Bounce Back Loans and CBILS
Businesses with Bounce Back Loans have the ability to extend repayment terms from six to ten years under the Government’s Pay As You Grow scheme. With interest rates of just 2.5% on Bounce Back Loans, compared to much higher rates from commercial lenders, that continues to represent good value.
There is also the option to take a repayment holiday of up to six months or to reduce payments for a six-month window by paying just the interest only. These options can only be taken once during the term of the loan, so choose the timing carefully.
Of course, a business will end up making repayments over a longer period of time, but those monthly repayments will be lower providing a boost to cashflow.
It is also possible to extend repayment terms on CBILS and to request a repayment holiday, but it will be at the discretion of the individual lender.

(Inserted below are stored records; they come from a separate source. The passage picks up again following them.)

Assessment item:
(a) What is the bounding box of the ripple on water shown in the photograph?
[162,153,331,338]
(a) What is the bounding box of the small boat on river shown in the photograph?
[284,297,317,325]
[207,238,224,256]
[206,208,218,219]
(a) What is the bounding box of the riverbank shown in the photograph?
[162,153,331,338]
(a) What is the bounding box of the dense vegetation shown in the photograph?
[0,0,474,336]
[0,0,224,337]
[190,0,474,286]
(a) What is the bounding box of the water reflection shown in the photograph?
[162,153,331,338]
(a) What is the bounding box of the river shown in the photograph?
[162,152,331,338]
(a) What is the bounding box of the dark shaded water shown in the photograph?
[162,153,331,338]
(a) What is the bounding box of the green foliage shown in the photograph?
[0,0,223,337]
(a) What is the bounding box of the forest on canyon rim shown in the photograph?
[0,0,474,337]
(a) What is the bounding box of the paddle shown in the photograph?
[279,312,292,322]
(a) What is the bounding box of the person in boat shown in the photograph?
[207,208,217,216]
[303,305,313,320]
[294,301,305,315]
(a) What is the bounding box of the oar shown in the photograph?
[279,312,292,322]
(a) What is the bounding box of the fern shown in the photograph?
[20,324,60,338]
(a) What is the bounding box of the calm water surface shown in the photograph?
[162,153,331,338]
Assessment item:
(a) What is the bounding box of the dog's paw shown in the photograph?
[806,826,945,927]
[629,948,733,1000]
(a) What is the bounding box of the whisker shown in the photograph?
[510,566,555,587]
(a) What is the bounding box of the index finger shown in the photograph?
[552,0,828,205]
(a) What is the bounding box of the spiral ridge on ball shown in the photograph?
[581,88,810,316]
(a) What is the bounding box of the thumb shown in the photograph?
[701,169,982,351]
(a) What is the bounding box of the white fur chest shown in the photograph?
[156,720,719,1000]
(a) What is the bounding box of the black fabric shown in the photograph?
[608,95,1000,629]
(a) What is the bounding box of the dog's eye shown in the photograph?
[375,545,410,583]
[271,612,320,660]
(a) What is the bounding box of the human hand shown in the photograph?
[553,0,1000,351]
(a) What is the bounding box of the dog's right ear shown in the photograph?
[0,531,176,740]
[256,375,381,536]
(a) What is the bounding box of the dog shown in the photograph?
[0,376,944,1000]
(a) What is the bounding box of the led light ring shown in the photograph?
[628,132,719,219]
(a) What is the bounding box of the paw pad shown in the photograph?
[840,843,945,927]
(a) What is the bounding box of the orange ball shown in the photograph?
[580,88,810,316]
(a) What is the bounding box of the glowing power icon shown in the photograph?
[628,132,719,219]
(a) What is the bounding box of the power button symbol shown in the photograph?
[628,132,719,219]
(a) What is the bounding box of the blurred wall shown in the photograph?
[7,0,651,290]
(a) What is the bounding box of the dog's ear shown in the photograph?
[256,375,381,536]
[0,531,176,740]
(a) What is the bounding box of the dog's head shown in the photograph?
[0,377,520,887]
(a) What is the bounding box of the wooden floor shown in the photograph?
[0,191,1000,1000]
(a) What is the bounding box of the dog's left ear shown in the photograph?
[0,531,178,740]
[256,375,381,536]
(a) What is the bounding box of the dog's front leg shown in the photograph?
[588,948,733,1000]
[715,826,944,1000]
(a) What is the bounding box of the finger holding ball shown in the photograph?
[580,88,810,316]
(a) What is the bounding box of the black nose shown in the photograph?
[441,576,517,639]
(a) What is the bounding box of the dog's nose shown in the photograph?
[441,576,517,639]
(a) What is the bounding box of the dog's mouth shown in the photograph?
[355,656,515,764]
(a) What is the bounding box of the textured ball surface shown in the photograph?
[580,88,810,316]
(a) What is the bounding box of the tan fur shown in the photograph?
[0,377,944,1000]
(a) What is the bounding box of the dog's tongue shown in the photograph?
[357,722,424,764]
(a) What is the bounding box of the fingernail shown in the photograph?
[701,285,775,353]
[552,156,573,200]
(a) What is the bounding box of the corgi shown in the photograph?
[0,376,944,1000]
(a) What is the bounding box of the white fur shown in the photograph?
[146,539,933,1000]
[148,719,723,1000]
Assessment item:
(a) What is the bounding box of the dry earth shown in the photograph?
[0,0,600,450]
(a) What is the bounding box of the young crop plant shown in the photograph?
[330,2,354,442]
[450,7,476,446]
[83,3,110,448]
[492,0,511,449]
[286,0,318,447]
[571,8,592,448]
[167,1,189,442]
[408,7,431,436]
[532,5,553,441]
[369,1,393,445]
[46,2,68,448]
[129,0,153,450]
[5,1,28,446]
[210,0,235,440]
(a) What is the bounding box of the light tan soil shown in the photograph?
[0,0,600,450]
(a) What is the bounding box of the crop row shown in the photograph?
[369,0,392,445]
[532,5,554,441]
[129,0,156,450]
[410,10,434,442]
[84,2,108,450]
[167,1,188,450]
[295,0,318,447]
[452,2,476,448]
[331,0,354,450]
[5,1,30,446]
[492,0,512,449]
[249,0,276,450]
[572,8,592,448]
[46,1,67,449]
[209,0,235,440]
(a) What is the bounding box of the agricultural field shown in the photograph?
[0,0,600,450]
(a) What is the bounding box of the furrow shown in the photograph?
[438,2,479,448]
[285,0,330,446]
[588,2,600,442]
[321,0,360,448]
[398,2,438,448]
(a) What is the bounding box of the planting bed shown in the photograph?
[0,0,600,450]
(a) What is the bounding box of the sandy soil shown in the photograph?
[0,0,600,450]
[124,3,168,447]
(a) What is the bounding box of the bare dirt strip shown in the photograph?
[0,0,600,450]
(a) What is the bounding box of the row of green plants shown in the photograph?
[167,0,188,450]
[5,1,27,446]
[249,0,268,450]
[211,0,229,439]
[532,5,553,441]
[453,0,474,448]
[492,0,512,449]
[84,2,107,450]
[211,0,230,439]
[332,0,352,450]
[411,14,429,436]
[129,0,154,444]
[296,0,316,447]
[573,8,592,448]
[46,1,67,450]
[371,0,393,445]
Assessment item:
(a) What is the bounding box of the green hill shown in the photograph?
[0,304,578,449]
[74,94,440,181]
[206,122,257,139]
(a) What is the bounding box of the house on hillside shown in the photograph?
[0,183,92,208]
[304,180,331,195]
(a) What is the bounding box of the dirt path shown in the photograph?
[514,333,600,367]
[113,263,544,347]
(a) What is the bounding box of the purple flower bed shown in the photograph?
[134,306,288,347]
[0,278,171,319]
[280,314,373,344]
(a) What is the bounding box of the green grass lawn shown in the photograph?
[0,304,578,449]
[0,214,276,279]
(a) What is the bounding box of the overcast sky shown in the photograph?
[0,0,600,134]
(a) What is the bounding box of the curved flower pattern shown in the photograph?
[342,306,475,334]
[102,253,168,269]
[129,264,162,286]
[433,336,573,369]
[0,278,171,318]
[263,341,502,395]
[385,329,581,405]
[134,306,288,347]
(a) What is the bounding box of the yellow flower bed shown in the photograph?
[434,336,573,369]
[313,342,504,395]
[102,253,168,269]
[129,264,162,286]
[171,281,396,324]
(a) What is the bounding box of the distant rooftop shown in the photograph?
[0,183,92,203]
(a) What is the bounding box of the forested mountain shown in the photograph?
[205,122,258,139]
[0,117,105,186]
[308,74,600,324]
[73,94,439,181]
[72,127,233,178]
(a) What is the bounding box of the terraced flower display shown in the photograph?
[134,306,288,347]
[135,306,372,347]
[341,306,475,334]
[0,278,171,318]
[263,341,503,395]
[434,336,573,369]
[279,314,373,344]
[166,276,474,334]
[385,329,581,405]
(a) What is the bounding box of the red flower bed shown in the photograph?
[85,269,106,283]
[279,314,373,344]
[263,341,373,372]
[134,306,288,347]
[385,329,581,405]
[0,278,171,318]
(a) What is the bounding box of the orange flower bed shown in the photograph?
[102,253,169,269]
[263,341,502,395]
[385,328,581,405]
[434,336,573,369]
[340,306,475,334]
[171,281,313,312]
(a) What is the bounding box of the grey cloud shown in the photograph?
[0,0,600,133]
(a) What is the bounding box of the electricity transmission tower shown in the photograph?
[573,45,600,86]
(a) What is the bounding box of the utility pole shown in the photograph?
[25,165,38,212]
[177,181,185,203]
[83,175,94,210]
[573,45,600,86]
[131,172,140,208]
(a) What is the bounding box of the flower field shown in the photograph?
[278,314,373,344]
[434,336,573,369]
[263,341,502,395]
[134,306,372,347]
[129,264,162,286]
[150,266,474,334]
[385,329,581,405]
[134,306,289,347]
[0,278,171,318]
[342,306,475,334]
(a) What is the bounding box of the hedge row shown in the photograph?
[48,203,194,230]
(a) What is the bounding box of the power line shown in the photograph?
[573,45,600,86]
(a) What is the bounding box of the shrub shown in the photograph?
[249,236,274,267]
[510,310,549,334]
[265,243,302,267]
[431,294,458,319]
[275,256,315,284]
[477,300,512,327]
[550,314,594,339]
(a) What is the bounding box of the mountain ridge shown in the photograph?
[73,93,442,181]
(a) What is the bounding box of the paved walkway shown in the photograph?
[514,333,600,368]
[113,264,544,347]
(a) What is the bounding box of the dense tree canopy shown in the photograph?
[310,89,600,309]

High interest rates have seen the cost of borrowing increase and lenders will, understandably, look for early signs of ‘borrower stress’, paying close attention to loan covenants and the ability of a borrower to repay.
Questions may be asked if loan repayments are frequently missed, bank accounts more frequently in overdraft, or poor information provided to lenders. Lenders do not like surprises. But they do have empathy and will look to work with a business if experiencing a restricted cashflow.
It is important, however, that a business takes advice before speaking to its bankers or lenders – in fact, lenders may take comfort from the act of having your accountant work with you when looking to ways to improve cashflow.